Literatura y política

[Publicado originalmente en Puentes de crítica literaria y cultural, abril de 2015, pág. 13]

No seré el primero que recuerde que la literatura es necesariamente una actividad política. Especialmente cuando habla de la intimidad. Vale la paradoja porque es a través de ella como lo que hoy se esconde pasa mañana a ser una experiencia compartida, común y, en cierto modo, pública.

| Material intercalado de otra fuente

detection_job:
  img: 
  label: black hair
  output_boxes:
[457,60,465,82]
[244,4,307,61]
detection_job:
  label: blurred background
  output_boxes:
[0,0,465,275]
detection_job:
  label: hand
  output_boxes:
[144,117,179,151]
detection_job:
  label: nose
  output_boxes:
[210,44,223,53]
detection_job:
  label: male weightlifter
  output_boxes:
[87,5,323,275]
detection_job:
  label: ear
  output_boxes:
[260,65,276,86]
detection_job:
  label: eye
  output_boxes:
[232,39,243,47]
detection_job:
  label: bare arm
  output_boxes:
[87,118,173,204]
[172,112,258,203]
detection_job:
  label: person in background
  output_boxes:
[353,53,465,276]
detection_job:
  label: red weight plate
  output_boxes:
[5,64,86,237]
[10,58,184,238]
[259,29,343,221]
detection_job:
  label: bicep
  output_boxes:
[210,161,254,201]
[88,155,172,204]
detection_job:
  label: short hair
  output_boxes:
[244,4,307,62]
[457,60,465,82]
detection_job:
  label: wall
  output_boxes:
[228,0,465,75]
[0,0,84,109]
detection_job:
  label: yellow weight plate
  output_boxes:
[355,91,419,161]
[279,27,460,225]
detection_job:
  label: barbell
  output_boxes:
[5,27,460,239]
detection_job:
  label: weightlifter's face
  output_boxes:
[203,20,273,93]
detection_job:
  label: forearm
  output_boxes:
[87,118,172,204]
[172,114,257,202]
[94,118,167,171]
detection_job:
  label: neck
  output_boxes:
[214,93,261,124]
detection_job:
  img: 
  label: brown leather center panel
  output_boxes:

Pero no quiero pecar de ingenuo ni estirar la palabra “política” hasta que se haya dado tanto de sí que ya no sirva para nada. ¡Ya les gustaría a muchos desactivarla de esa manera! Asumo que el debate está en si la literatura contribuye (o debe contribuir) a distribuir de una manera más justa y pertinente los recursos, el poder y los valores que imperan en la sociedad a la que el escritor pertenece. En el ámbito en el que habitualmente me muevo, la literatura dramática, no suele dudarse del valor político de la palabra. Por lo menos desde Los persas de Esquilo. Entregamos la palabra a un actor que reproduce no solo nuestras intenciones sino las suyas y las de otros mediadores, por no hablar de los distintos públicos que la modifican en cada función.

Pero de nuevo parezco ingenuo. A lo largo de la historia, la cualidad colectiva del teatro ha servido más para impartir dogmas que para plantear discusiones o abrir nuevas perspectivas. La tradición unilateral del escenario casaba tan bien con la del púlpito, la tribuna o la cátedra, que ha sido el dramático el género por excelencia para imponer mensajes políticos.

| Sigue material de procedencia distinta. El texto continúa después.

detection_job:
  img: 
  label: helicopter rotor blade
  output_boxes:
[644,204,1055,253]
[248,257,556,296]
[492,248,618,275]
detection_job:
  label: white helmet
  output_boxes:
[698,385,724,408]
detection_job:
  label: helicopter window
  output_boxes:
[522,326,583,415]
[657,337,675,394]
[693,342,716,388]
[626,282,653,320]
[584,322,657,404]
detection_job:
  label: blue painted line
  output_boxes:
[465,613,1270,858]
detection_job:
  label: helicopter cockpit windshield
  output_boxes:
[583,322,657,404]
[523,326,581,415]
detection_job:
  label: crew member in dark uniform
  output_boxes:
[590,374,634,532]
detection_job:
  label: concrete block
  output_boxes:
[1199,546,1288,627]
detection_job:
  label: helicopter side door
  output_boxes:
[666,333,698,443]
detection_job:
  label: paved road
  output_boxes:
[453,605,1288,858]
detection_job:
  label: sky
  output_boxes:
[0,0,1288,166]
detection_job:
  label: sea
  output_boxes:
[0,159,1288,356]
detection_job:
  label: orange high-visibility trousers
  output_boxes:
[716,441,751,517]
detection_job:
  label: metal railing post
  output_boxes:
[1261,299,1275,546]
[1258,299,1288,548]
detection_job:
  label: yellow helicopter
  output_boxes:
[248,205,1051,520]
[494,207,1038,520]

Pero algo ha cambiado. Desde hace décadas, son otros medios de comunicación los que aglutinan al público. Y son sin duda más eficaces para transmitir ideas, para convencer, para liberar y para manipular. El teatro queda a la vez liberado de obligaciones y condenado a ser un arte de minorías. Y sin embargo muchos lo siguen utilizando como una plataforma para la difusión de doctrina política: que esta resulte más o menos cercana al pensamiento dominante es lo de menos. De hecho, con frecuencia representa ideologías minoritarias en la sociedad pero asfixiantemente generalizadas entre el público que suele asistir a los espectáculos. Y, por eso, cada entrañable intento de iluminar al espectador se queda casi siempre en una ceremonia complaciente de confirmación de las propias sospechas.[1]

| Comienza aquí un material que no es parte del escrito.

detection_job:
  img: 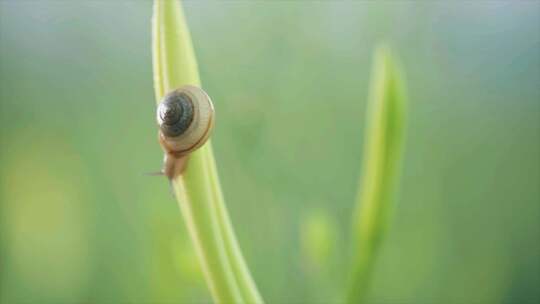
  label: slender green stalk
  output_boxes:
[152,0,263,303]
[348,47,406,304]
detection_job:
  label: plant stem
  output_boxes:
[348,47,406,304]
[153,0,263,303]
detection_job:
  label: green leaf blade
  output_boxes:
[152,0,263,303]
[348,47,406,303]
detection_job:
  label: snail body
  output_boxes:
[156,85,215,179]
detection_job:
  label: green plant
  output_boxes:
[348,47,406,303]
[152,0,263,303]
[153,0,405,303]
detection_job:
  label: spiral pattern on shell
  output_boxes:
[156,86,214,156]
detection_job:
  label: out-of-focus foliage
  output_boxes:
[0,1,540,303]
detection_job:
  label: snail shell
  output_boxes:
[156,86,214,179]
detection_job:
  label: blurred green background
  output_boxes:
[0,0,540,304]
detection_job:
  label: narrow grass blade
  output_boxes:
[152,0,262,303]
[348,47,406,304]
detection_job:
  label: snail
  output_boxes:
[156,85,214,180]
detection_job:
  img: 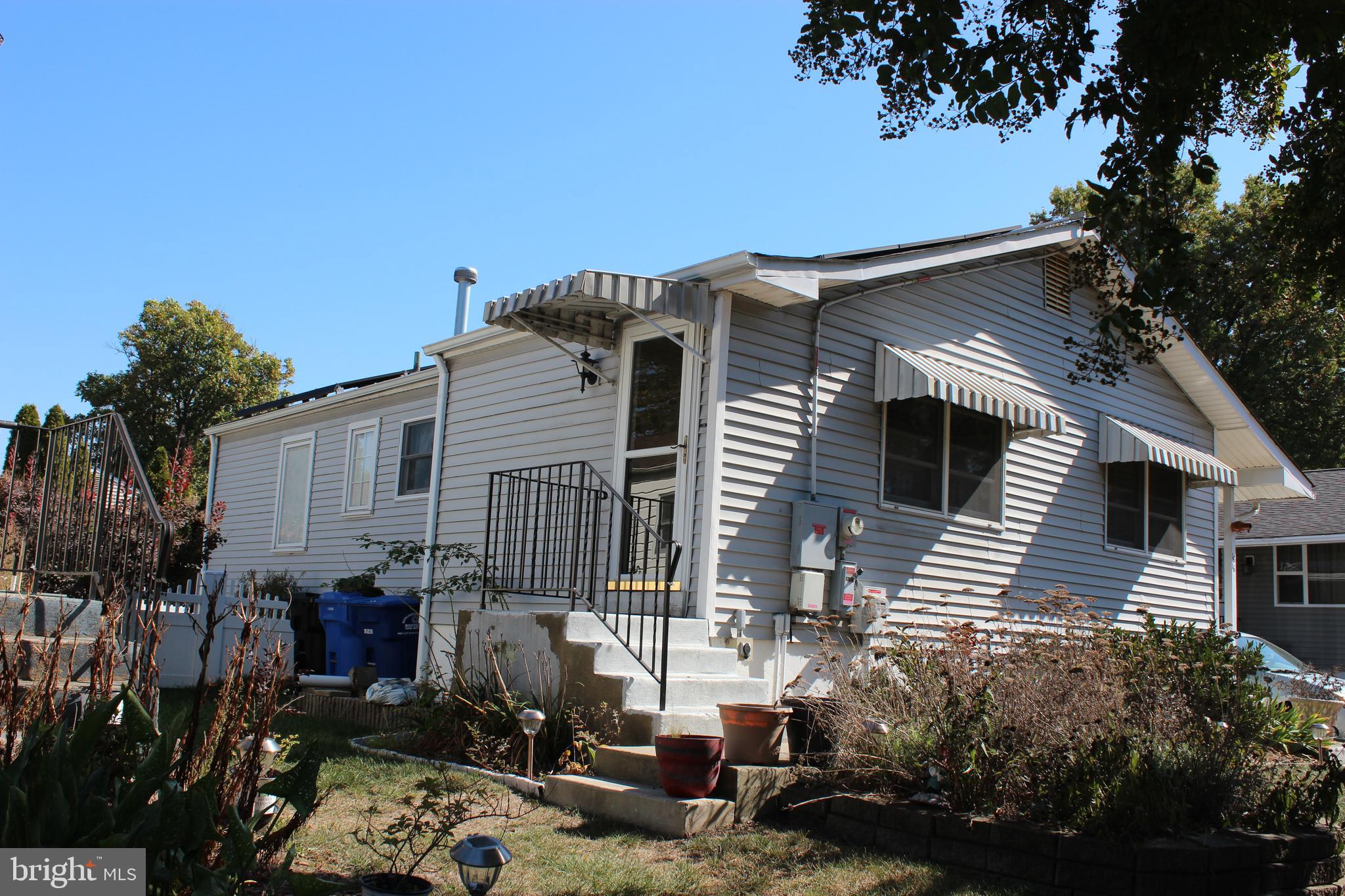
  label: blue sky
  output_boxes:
[0,0,1266,417]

Creo que si la literatura dramática se pone al servicio de una ideología política se prostituye tanto o más que si se vende para anunciar las bondades de una marca comercial. No cabe duda de que la literatura se dignifica si se vuelcan en ella los problemas y las preocupaciones de nuestro tiempo. Pero las soluciones que se ofrezcan (si es que se ofrecen) deben ser de todo menos previsibles. El autor debería poner a prueba su propio sistema de pensamiento y defender a los personajes que representen lo opuesto a su forma de ver el mundo. Y llegar entonces a lugares antes no imaginados. Porque solo si logra resquebrajar un poco la rutina del espectador habrá ejercido un verdadero acto político.

JUAN PABLO HERAS

[1] Solo recuerdo un espectáculo claramente político que sirva de excepción a esta regla: el montaje de El retablo de las maravillas que hizo Els Joglars en 2004. En la misma función se satirizaba a tres colectivos: el Opus Dei, los críticos de arte y el PSOE. Como el pensamiento político de nuestros días suele ir en cómodos packs y este ataque no encajaba con ninguno, casi no hubo espectador que se fuera del teatro sin sentir que alguna de sus convicciones hubiera sido atacada.